Whether this pertains to rolling out the latest clinical guideline recommendations or your evolving research agenda, operational partners are central to implementing improvements in patient care. Setting an example by delivering exceptional clinical care is the first step toward getting these and other stakeholders engaged.
Develop a mentorship team
I once asked one of my mentors why he still needed to meet with his senior mentor. In my mind, he was well on his way to a successful independent academic and clinical career, so why would he still need these meetings? The truth is that our careers are continuously evolving, and though they seem novel from our perspective, mentors help us navigate our career paths based on their insights and experience. They help us avoid pitfalls so that we can focus on career development. Clinical mentors guide us through challenging patient-care situations and help us grow into exceptional clinicians. Research mentors help us ask the right questions, frame our studies and findings, and safeguard our time to focus on career development. Mentors introduce us to leaders in the field and provide collaboration opportunities for us to evolve our skillsets and network. While there is a service component to the relationship, these are almost always learning opportunities—and finding those mentors who primarily focus on your growth is key.
One of my mentors recently introduced me to the concept of succession planning, indicating that if one truly believes their efforts will make a difference in the long term, they will eventually help train (i.e., mentor) future investigators and clinician leaders to continue along their path. In fact, succession planning is behind the success of many corporations, and, in part, involves:
- identifying those with the potential for increasing responsibility in an organization;
- providing critical experiences for success in these future roles; and
- engaging leadership to support potential leaders through career development.

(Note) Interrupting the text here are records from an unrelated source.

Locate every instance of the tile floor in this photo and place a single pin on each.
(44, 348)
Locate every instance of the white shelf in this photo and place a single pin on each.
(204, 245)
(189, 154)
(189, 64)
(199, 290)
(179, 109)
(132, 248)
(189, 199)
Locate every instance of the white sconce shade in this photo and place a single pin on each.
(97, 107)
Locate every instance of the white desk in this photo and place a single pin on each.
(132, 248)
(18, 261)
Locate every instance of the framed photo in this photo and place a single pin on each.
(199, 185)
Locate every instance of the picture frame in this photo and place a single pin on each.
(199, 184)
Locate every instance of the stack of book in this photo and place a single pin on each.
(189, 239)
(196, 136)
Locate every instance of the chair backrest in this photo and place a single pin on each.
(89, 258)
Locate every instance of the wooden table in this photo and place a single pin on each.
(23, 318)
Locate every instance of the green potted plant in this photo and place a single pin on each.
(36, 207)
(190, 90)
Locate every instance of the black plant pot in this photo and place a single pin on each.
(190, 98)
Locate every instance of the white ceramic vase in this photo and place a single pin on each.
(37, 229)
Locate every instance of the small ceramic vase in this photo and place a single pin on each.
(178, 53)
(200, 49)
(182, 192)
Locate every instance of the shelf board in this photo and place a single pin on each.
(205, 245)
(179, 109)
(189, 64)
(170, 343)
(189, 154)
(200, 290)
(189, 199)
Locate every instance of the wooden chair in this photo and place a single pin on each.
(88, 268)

Although it may take some time to find the best mentors for you, figuring this out is well worth it to solidify the foundation for a successful career.

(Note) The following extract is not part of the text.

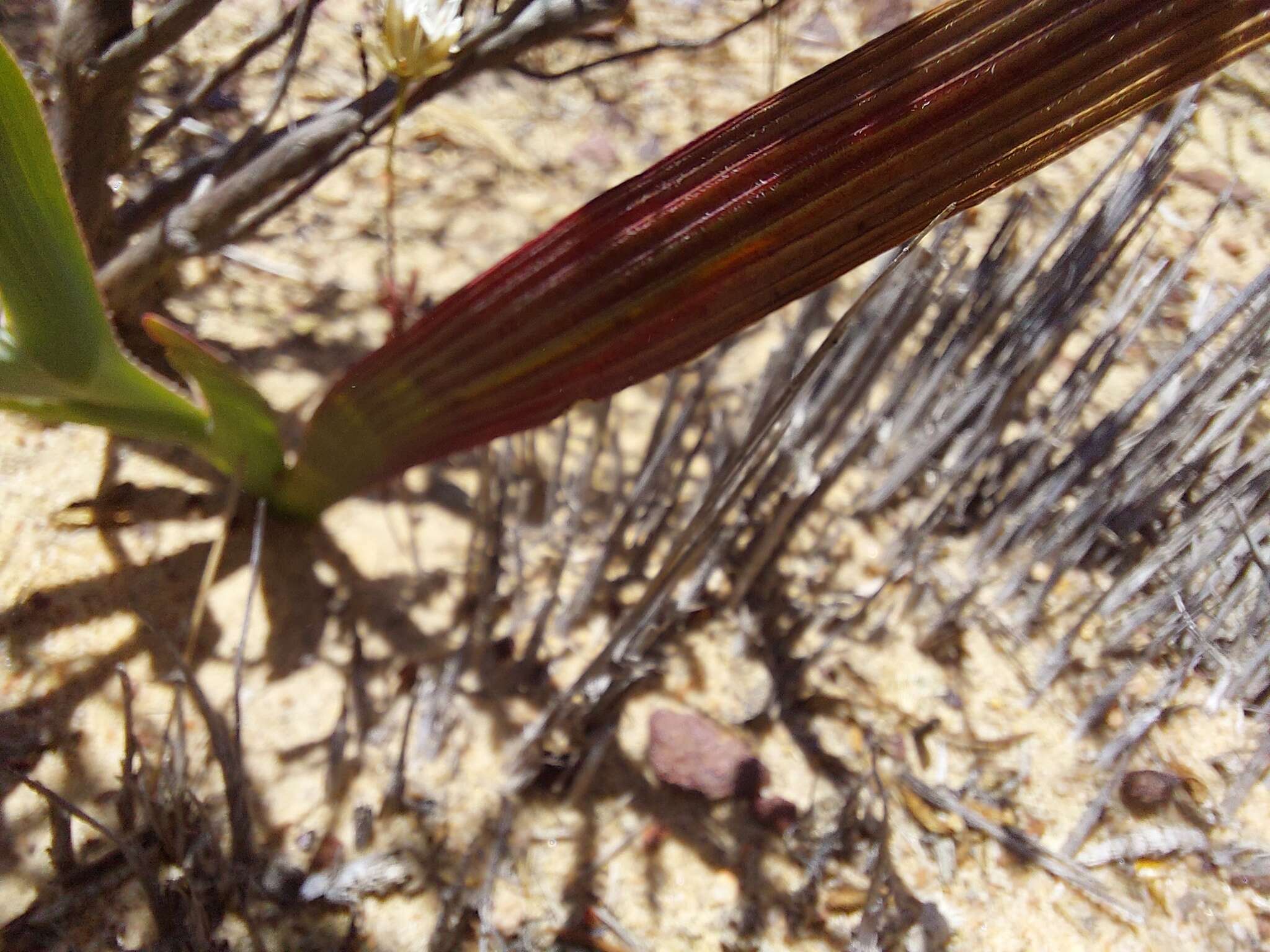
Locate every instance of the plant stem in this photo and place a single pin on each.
(390, 203)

Understand how you (want to) spend your time
I find that my efforts as an early-career oncologist and researcher can be parceled into three broad categories: clinical, operations, and research. Within each of these categories, one can identify the roles he or she plays, short- and long-term goals, and how much effort is dedicated to each area (see Table). Understanding how your strengths and weaknesses play into each category and your long-term plan may help you manage your efforts. Achieving balance among these categories will likely play a large part in your success.

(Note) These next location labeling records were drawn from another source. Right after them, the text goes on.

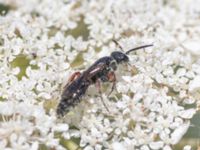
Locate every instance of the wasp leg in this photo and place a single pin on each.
(73, 77)
(117, 44)
(112, 78)
(98, 85)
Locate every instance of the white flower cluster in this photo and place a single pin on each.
(43, 42)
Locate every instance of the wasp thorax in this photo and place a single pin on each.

Keeping your CV up to date, with respect to each of these efforts, documents growing experience as your early career evolves. Reading, writing, and collaboration are essential to develop your local, national, and eventual international expertise and reputation. The latter two are critical to the academic promotion process. Regular meetings with formal and informal mentors can help you understand where to focus your efforts, particularly in times when things might seem overwhelming.
Strike a balance
Balancing these aspects of your career with your personal life is often challenging. Taking time to share life with family and friends is important to maintain your perspective, and it ultimately helps with career satisfaction as well. My mentors often stress that a career is like a marathon, rather than a sprint, a perspective that can help relieve undue stress and refocus efforts. Hopefully this article helps delineate some important early-career considerations to help you in your marathon training.